Hinweis: Questo articolo è disponibile in un'unica lingua. In passato, gli annuari non venivano tradotti.

Peter Hartmann, Trimmis

Que l'on puisse trouver de la neige à l' équateur, c' était au siècle passé une idée impensable. Quand le Dr Krapf, missionnaire, rapporta en Europe qu' il existait des glaciers au Mont Kenya, il reçut le même accueil que son collègue Rebmann un an plus tôt, qui osa parler du cône de glace du Kilimandjaro. On leur rit au nez à tous les deux, en expliquant les blanches protubérances par la teinte d' un calcaire de couleur claire.

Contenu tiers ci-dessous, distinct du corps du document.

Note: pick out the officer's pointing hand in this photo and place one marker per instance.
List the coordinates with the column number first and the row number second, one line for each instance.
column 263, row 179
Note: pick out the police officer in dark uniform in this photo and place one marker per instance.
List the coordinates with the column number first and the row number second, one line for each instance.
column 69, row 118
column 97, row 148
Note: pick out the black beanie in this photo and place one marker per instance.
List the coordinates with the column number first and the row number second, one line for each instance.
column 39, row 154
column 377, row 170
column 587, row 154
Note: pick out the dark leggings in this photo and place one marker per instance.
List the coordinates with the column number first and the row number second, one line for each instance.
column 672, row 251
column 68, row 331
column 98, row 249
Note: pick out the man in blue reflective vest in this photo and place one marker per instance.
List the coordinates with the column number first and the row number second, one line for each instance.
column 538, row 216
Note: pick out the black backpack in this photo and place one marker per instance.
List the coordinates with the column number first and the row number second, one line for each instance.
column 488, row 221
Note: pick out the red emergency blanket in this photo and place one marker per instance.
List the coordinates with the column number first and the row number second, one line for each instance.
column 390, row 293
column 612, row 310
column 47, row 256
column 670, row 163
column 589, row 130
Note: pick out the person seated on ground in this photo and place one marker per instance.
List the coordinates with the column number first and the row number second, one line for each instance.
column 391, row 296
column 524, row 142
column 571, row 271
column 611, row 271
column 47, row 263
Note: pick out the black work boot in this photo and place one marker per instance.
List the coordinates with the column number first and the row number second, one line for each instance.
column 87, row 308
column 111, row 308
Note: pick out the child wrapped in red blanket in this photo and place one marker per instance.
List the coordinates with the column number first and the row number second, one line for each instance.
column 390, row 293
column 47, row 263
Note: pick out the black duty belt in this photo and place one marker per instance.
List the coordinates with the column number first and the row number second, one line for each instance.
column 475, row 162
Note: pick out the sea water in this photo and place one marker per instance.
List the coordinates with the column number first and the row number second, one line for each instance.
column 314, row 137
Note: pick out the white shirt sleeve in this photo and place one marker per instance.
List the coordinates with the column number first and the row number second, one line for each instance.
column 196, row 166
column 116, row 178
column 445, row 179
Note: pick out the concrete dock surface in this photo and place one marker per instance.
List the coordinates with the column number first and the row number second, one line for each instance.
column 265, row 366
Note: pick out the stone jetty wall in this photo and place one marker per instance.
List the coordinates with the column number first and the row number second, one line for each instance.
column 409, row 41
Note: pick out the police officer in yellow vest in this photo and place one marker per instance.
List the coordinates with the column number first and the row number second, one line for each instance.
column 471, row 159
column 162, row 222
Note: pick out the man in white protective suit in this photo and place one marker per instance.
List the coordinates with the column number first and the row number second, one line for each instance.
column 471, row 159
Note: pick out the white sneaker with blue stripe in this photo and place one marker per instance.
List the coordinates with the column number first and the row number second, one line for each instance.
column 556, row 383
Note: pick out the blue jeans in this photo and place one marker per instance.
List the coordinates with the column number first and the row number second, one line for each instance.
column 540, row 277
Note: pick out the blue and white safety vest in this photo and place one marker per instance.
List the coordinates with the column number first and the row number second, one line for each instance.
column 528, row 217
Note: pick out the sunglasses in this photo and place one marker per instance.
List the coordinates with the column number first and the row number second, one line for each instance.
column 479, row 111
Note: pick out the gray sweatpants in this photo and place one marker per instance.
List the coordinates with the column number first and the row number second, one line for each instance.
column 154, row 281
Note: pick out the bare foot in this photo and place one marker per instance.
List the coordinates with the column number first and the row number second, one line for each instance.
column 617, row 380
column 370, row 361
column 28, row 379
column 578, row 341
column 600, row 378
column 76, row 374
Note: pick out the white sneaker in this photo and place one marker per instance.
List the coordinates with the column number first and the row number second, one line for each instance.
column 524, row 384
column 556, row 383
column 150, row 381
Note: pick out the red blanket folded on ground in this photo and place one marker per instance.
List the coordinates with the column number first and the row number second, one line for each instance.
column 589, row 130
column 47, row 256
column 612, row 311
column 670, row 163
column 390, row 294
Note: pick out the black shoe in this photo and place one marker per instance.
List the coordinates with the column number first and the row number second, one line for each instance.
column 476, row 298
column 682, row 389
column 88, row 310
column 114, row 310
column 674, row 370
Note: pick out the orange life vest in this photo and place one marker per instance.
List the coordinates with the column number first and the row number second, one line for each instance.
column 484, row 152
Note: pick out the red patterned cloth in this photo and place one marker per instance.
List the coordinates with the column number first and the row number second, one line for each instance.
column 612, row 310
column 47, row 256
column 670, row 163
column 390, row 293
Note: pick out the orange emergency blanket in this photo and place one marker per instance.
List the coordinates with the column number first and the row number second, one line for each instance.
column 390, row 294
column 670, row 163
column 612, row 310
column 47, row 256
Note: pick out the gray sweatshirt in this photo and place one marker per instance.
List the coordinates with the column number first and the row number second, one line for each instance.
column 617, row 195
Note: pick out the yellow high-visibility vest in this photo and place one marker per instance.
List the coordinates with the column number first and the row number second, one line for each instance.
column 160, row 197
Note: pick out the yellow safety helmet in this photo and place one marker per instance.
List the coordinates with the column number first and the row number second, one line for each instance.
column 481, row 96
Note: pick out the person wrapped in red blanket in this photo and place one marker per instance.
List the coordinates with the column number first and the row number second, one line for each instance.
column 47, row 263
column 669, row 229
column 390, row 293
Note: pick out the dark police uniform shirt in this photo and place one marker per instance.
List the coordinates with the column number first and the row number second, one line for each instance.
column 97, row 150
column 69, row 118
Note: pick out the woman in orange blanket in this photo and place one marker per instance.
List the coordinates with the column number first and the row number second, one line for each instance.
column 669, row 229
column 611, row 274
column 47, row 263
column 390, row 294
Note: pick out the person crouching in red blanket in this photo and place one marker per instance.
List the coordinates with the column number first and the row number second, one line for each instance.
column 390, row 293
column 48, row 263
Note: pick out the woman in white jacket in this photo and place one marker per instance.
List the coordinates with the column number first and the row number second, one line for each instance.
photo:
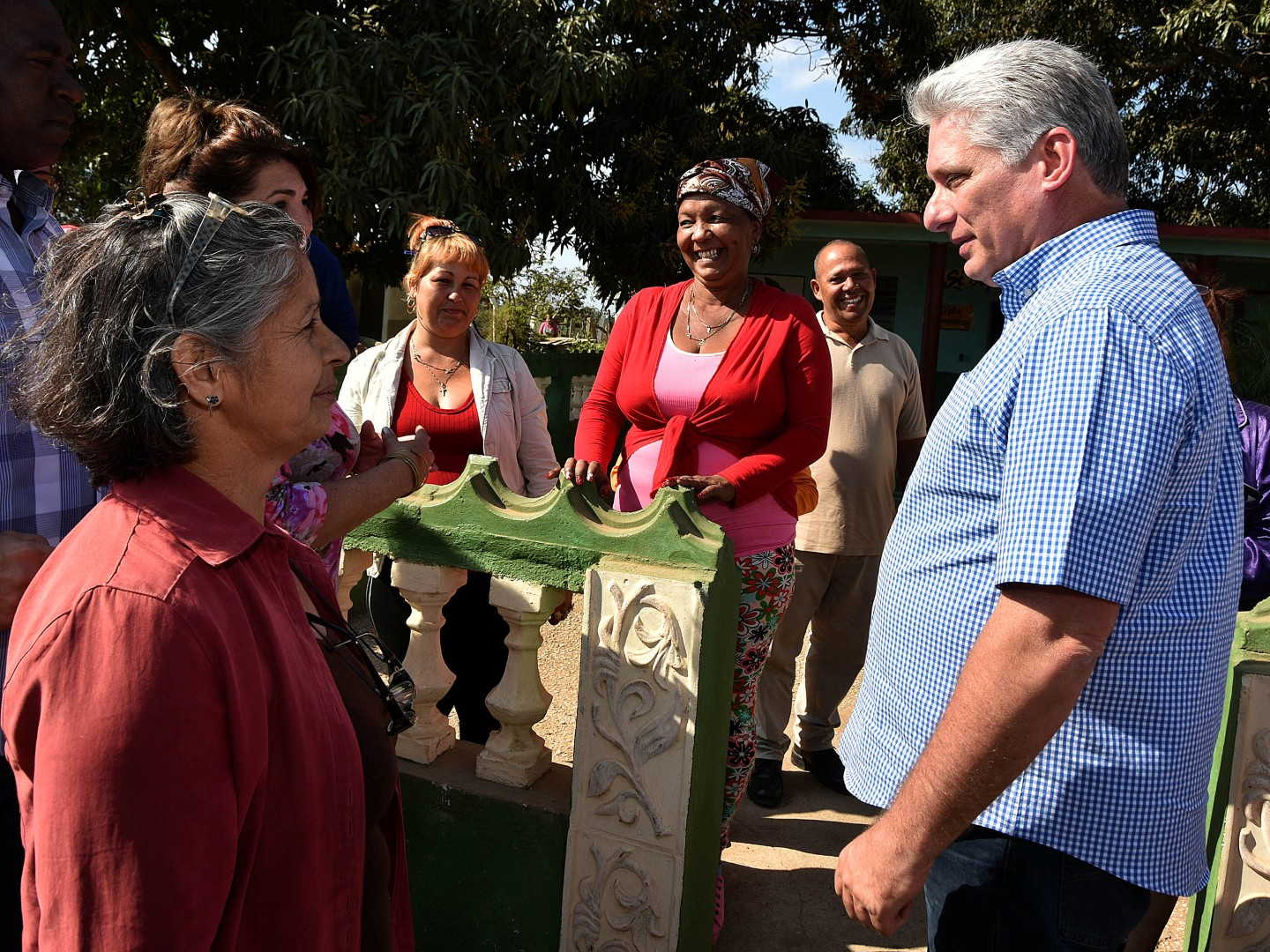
column 471, row 397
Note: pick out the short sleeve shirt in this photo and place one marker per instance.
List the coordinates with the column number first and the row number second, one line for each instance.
column 877, row 403
column 43, row 489
column 1095, row 449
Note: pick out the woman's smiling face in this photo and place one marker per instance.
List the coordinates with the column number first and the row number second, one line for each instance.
column 715, row 239
column 446, row 299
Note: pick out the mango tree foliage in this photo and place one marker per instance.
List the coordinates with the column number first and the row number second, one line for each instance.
column 1194, row 83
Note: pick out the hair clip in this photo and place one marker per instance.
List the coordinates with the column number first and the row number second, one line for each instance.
column 141, row 206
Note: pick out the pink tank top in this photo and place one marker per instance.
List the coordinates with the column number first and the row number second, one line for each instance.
column 681, row 380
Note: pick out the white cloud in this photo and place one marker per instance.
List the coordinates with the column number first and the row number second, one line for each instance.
column 796, row 68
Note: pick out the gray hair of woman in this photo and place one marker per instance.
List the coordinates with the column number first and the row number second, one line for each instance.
column 94, row 372
column 1011, row 94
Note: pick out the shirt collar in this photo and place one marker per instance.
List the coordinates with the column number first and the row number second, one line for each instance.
column 1042, row 264
column 196, row 513
column 873, row 334
column 34, row 199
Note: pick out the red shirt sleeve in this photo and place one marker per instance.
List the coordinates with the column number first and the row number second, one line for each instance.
column 808, row 391
column 601, row 419
column 126, row 721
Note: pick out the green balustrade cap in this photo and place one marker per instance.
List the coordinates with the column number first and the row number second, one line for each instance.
column 478, row 524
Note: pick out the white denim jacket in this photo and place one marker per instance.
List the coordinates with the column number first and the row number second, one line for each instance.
column 513, row 415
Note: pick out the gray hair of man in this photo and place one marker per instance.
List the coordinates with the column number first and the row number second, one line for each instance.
column 1011, row 94
column 94, row 371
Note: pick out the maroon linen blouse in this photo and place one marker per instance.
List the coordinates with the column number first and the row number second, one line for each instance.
column 187, row 773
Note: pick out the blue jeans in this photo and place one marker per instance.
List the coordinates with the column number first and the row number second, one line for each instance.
column 990, row 893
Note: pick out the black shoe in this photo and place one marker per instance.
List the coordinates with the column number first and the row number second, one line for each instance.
column 822, row 764
column 766, row 785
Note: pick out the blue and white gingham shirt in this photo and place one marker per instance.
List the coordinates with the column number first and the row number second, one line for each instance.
column 43, row 489
column 1094, row 447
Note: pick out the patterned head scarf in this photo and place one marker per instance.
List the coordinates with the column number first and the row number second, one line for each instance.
column 742, row 182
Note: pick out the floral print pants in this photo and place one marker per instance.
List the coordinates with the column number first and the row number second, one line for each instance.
column 766, row 584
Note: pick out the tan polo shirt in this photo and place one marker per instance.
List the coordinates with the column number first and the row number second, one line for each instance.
column 877, row 403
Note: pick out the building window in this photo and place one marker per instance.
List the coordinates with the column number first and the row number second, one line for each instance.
column 884, row 301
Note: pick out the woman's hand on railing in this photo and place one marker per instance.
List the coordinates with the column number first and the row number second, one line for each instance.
column 709, row 489
column 413, row 450
column 583, row 471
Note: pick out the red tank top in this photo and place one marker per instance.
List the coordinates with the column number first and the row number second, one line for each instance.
column 453, row 435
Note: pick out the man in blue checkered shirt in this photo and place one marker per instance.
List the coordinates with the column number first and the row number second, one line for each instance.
column 1057, row 596
column 43, row 490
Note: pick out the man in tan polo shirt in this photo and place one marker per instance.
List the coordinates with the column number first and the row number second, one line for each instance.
column 875, row 435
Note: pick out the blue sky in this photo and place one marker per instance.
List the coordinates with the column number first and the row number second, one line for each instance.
column 798, row 72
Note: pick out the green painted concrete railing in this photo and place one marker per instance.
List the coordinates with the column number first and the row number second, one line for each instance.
column 640, row 848
column 1233, row 911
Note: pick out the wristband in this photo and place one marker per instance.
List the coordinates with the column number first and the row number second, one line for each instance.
column 407, row 458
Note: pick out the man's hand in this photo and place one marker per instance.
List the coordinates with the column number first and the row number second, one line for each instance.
column 878, row 877
column 20, row 557
column 709, row 489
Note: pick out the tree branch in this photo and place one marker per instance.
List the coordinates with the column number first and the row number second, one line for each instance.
column 143, row 38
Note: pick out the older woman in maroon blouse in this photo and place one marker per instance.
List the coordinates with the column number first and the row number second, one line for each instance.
column 197, row 750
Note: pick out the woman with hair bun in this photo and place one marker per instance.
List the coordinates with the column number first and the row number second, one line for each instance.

Quarante ans plus tard seulement, l'«honneur » de Krapf fut rétabli, et confirmé un événement vieux de plus de trois millions d' années. A cette époque, l' Afrique orientale fut le théâtre de profonds bouleversements tectoniques, origine de la fameuse vallée du Rift, et accompagnés d' une intense activité volcanique. Outre un grand nombre de petits volcans dans la vallée même du Rift, des géants prirent naissance: le Kilimandjaro, le Mont Elgon et le Mont Kenya. L' altitude primitive de ce dernier doit avoir été de 7000 mètres, et sa forme semblable à celle du Kilimandjaro. Une érosion glaciaire intense vint ensuite réduire sa taille d' au moins 1800 mètres, jusqu' à sa stature actuelle. Mais 5200 mètres, c' est déjà une fière altitude, et l' ascension des sommets jumeaux Batian ( 5199 m ) et Nelion ( 5188 m ) est une entreprise alpine d' envergure.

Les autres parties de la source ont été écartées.